Monday, August 1, 2011
Rites of Summer: Their First Lemonade Stand
Friday, July 29, 2011
Overheard: What it sounds like when I'm thinking
From Calvin:
“Ride the abigator!” Once he’s boarded the abigator he likes to press the buttons he can reach. Just the fun ones. With pictures of fireman’s hats!
“Hey! Guess what?” Not a question, just an all purpose greeting.
“We’re on da way!” Announcement while riding his toy car across the living room.
“Time out? Me, too! Me, too!” Like all younger siblings, Calvin is protective of resources: food, toys, love, even a “time out” is something your sister might try to hog all to herself just because she mouthed off before you developed a big enough vocabulary to do so yourself. Well, he’s not letting her get away with it. No-ho! He shoves her over on the time-out step to get his share of time out.

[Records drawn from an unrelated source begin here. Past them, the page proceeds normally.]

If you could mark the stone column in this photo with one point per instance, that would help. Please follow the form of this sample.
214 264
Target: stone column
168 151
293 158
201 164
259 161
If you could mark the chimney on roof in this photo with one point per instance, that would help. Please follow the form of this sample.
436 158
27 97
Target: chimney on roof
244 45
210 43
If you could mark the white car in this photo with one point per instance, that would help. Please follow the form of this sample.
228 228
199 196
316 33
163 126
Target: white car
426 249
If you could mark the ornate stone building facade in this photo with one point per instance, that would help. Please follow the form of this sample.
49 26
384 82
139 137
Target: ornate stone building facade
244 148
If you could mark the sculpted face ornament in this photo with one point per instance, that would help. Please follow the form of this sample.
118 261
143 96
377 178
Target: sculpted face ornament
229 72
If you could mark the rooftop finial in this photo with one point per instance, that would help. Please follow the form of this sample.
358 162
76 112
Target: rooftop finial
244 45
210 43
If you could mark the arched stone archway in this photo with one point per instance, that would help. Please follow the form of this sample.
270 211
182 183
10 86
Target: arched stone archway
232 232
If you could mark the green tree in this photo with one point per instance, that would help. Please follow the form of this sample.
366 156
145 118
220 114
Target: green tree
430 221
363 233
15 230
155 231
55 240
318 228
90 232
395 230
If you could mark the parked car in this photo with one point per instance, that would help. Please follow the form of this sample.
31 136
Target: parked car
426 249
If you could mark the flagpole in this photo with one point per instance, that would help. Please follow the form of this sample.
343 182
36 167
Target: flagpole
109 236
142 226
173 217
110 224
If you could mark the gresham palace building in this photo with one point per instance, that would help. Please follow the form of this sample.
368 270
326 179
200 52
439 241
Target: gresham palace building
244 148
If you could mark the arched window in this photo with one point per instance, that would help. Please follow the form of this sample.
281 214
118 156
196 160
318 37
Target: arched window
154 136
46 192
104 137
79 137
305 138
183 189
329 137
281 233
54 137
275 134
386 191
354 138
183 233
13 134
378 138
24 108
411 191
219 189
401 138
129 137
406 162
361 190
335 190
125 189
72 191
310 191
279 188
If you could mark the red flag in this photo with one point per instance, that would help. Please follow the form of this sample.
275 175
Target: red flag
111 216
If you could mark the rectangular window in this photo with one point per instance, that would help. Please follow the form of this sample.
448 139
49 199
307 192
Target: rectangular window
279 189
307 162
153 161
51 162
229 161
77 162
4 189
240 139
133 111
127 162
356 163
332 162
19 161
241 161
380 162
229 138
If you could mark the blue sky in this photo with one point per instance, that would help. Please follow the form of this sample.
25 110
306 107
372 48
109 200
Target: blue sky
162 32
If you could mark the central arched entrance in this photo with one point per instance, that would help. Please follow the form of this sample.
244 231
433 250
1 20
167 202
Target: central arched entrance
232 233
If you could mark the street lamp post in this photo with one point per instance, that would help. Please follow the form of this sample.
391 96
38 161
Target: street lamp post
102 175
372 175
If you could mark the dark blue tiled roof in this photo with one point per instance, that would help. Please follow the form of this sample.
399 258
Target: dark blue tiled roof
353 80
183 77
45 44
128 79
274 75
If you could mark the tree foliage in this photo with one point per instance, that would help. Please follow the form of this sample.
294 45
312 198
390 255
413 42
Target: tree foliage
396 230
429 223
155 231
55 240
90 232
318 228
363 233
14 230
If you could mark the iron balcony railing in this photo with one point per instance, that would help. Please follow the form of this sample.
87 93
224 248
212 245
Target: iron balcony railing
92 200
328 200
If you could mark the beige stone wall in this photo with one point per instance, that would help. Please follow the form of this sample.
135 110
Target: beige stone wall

Whatever that is.
And from Audrey, one for the ages:
“Mom, when you hear yourself think, what does it sound like?” She asked this as I pulled out of the driveway, when it was actually peaceful in the car for once. It’s reassuring to know that if you just repeat yourself enough, the blather will turn into a sort of Zen koan.
Friday, July 8, 2011
Our July 4th celebrations (complete by 2pm)
The secrets in my mind
Saturday, June 18, 2011
Happy Father's Day, Scott, Skip and Jim
The preschool fair (with digressions about taxes and dirt)
Saturday, June 11, 2011
The world's best baby-carrier is... another person.
Friday, June 10, 2011
Tonight, we dine on pickles and olives!
Things are a bit different at dinner time when Scott's away. Instead of the five course meal I normally serve, for which I always (but always!) change into a fresh frock, we dine informally when Scott's on a business trip. My spouse has never agreed with me that a meal can be made entirely out of items stored in the refrigerator door, but I disagree. I think that a can opener, a dollop of mustard and an open mind are all that are needed to assemble a week-night supper for your young family.